A dire vrai j'en ai assez de voir ceux qui ne pensent pas comme-il-faut-penser être jugés comme des crétins des Alpes, et jusqu'aux Carpates. L'habitude est très française de considérer le peuple comme une masse de débiles légers : voyez comment on nous apprend qu'un inspecteur des impôts a jeté par hasard à la poubelle les dossiers de plusieurs personnalités politiques parmi les plus prestigieuses. Mais je n'ai pas envie que cette coutume se répande chez les autres, qui ont encore des habitudes plus saines. Je ne veux pas d'une Europe où celui qui voit l'homosexualité comme un péché est immédiatement ostracisé après un passage à tabac verbal. Finalement, comme dans certains régimes pas recommandables, ici le non-conformisme est une maladie mentale. Je suis effarée de voir de quelle manière on nous balade à propos de la Turquie, promettant des référendums pour dans mille ans, quand on aura eu le temps de tout boucler pour devancer les réticences de peuples ignares et ploucs.

Il y en a qui font des pétitions au nom des intelligents (ce qui justement confirme mon propos). Je parle au nom des imbéciles, je suis l'un d'eux, et, en ayant assez de voir mon opinion traitée comme un symptôme psychiatrique dans un continent qui en même temps se prétend démocrate, je voterai non au référendum. Ce sera la première fois dans ma vie, car j'aime l'Europe d'un grand amour déçu, mais pas désespéré. Cela ferait reculer l'Europe que de voter non ? Et alors ?
Je ne souhaite pas avancer vers le despotisme éclairé, qui n'a jamais éclairé personne (Jacques Delors lui-même a déclaré, dans un discours à Strasbourg, que l'Europe s'avançait vers le despotisme éclairé, et je ne fais que citer son expression). Les imbéciles me paraissent un peu trop nombreux. C'est louche. Comme les Indiens, dont on croyait qu'ils n'avaient pas d'âme, eux aussi ont peut-être un esprit. En tout cas ils doivent bien avoir un honneur. Cela ne fait défaut à personne. Et c'est assez pour qu'ils puissent s'exprimer.
* Philosophe, professeur à l'université de Marne-la-Vallée. Dernier ouvrage paru, Matin rouge (Presses de la Renaissance).


SOURCE : http://www.lefigaro.fr/debats/20050331.FIG0215.html

Ecrit par : http://alsator67.blogspirit.com/ | jeudi, 31 mars 2005

Alsator a de bonnes lectures.... Quand une prof de philo "prend la parole au nom des imbéciles", il y a péril en la demeure effectivement. Surtout quand elle fait du trafic et du détournement de citation. Pauvre Delors... Enfin, le pire des conformismes c'est l'anticonformisme systématique. Est-ce un honneur de voter de la même farçon que Monsieur Le Pen? ZZZZZZZZZZZZZZZZZZZZZZZZZZZZZZZZZZZZZZZZZ.....

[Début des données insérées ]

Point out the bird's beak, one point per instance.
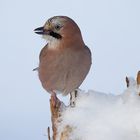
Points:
(42, 31)
(39, 30)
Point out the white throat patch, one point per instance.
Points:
(52, 42)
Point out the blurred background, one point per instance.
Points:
(111, 29)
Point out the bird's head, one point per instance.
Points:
(59, 28)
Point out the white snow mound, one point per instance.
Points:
(100, 116)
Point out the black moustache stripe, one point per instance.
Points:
(55, 35)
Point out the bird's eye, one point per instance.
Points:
(57, 27)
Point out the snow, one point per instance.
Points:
(101, 116)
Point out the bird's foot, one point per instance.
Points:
(73, 96)
(53, 98)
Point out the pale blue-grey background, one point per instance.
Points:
(111, 28)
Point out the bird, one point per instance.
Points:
(65, 60)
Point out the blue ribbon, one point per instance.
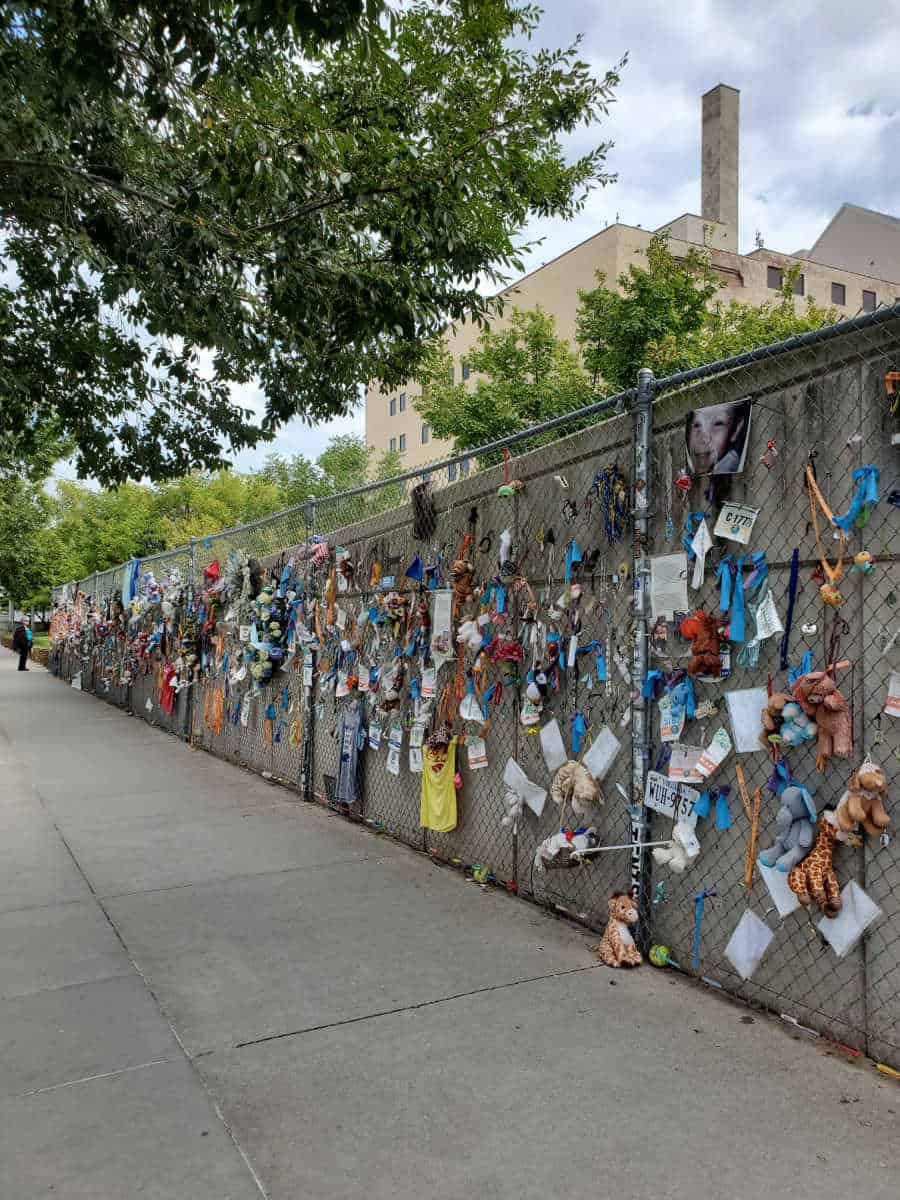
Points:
(573, 556)
(732, 597)
(689, 531)
(867, 496)
(699, 901)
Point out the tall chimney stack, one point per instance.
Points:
(719, 171)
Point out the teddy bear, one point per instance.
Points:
(703, 633)
(682, 852)
(617, 947)
(819, 696)
(863, 803)
(575, 784)
(796, 825)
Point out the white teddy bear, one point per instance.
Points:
(682, 852)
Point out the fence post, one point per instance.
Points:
(640, 706)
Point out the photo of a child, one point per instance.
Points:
(717, 438)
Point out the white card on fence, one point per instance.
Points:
(768, 623)
(715, 754)
(683, 763)
(748, 943)
(552, 745)
(736, 521)
(601, 754)
(669, 585)
(477, 753)
(670, 726)
(745, 708)
(516, 780)
(858, 911)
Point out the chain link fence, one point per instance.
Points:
(562, 573)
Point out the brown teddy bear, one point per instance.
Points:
(617, 947)
(863, 803)
(772, 718)
(819, 697)
(703, 633)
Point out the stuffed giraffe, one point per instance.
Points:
(814, 879)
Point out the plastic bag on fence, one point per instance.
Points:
(552, 745)
(858, 911)
(748, 945)
(601, 754)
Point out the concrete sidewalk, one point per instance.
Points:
(213, 991)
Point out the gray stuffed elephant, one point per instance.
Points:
(796, 823)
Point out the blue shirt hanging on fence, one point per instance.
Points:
(351, 738)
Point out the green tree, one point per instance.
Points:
(197, 197)
(24, 513)
(525, 375)
(733, 328)
(666, 299)
(663, 318)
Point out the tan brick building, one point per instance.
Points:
(855, 265)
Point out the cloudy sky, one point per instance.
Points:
(820, 121)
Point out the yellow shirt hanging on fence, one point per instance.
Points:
(438, 809)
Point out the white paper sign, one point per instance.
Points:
(670, 725)
(672, 799)
(745, 712)
(736, 521)
(477, 753)
(714, 754)
(892, 705)
(683, 763)
(768, 623)
(669, 585)
(552, 745)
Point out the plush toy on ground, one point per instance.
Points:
(796, 823)
(682, 852)
(863, 803)
(575, 784)
(820, 699)
(703, 633)
(617, 947)
(814, 879)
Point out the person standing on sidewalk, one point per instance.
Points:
(22, 641)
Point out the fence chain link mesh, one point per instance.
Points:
(822, 394)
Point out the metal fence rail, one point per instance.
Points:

Ecrit par : ZORRO | vendredi, 01 avril 2005

Eh, Zorro !
Le Pen n'a pas l'exclusivité du "non" et Laguillier milite aussi pour le "non".
Si nous devons voter "oui" parce que Le pen appelle à voter "non", cela veut dire que nous ne sommes plus des imbéciles, mais carrément des connards à la Café du Commerce.
Vous nous donnez là un bel exemple de militantisme primaire. Ce n'est jamais un honneur que voter comme "machin", c'est ne pas mériter l'espace de démocratie (qui entraîne la réflexion personnelle) qu'on vous a donné. Enfin, c'est mon sentiment.